Garden log 11/20/24. With the freezing temps tonight, I knew I had to get going on finally getting my remaining bulbs in the ground. You can still plant bulbs after temps hit freezing, but at some point, the ground becomes too frozen to work, and then you’re just stuck, and have to go with the plant-in-pots-and-stick-in-basement-or-garage-and-hope method.

I did my daffodils a while ago, but I had tulips left (tulips tend to reduce year after year in our zone, so I’ve taken to planting a few new varieties every year), a few alliums (filling out a bed), some fritillaria meleagris (checkered), some early spring ephemerals: crocus, iphieon (starflower), chionodoxa (glory-of-the-snow), lots of regular snowdrops (nivalis), and a few special (expensive!) varieties that I hope survive — Hippolyta and Polar Star.

If they’re happy here, the snowdrops should spread over time — we’ll see. I really love an extended growing season — I want flowers in the garden all the way from March to November. It helps make Chicago winter more tolerable.

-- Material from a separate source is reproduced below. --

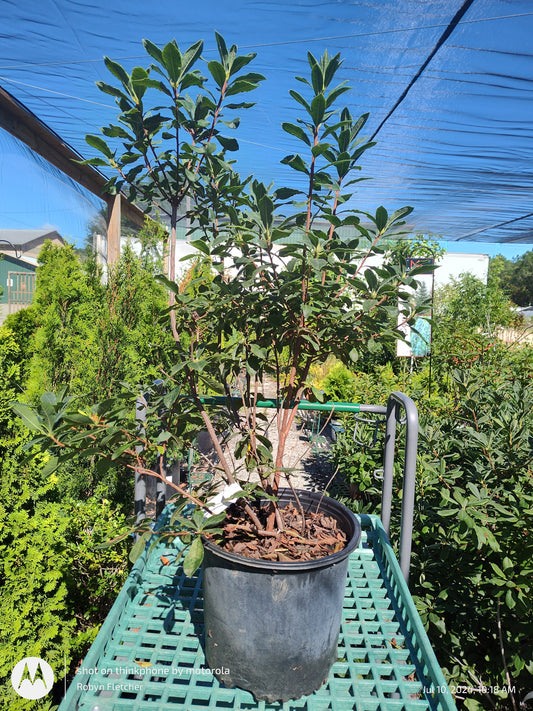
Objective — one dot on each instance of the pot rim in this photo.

I have no patience for digging individual holes and poking bulbs in — I always dig larger trenches and do a lasagne method, where you put the largest bulbs at the bottom, then some dirt, then medium bulbs, then some dirt, then smaller bulbs, then dirt, then the smallest bulbs. In order to try to deter the squirrels (thankfully, we don’t have deer), I usually sprinkle a generous amount of cayenne over each layer, and that seems to mostly work.

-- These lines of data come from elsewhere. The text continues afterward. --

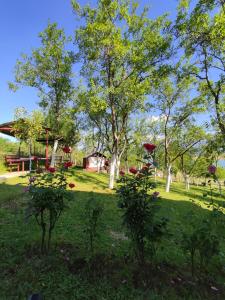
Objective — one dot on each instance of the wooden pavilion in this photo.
(16, 160)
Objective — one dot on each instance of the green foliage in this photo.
(139, 211)
(49, 71)
(47, 195)
(121, 51)
(92, 219)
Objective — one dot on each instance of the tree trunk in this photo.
(187, 182)
(112, 171)
(168, 178)
(54, 150)
(117, 168)
(30, 161)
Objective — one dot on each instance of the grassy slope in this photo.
(62, 274)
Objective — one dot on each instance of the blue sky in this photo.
(20, 23)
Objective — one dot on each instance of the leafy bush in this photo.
(139, 208)
(46, 203)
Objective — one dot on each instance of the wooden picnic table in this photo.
(22, 160)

I also rake the leaves off the grass and pile it up over the new bulb plantings. That’s a win-win-win, since that a) clears the grass of the heaviest leaf layer, b) helps hide the disturbed ground from the squirrels, and c) improves our heavy clay soil; if you rake the leaves in every year, after a decade or so, you’ll have wonderful soil to work with.

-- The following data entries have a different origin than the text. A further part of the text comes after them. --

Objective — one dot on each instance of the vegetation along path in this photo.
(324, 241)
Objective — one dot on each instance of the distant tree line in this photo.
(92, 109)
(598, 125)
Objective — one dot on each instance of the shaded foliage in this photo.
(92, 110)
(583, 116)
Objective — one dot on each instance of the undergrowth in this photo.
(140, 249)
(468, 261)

I can’t complain too much about our clay soil, though, even if it can be hard to dig, because it’s super-conductive, which is making it feasible for us to put in geothermal power at the high school, which I’m very excited about — cost savings + good for the planet!)

In March, I do tend to rake back the areas where I planted the tiny early spring ephemerals, but that’s a small percentage of my yard — most of it, I leave alone until May or so, when the pollinators start waking up, because the daffodils and tulips can push their way through the leaf layer with no trouble.
This was about an hour of work all together? I don’t have that much grass left in the front, so it takes maybe 15 minutes to rake the leaves into the beds. There was one year when I shredded the leaves first, but I stopped bothering with that, and it seems to make no real difference in my yard. (If you have a very heavy leaf layer, you might want to shred, though.)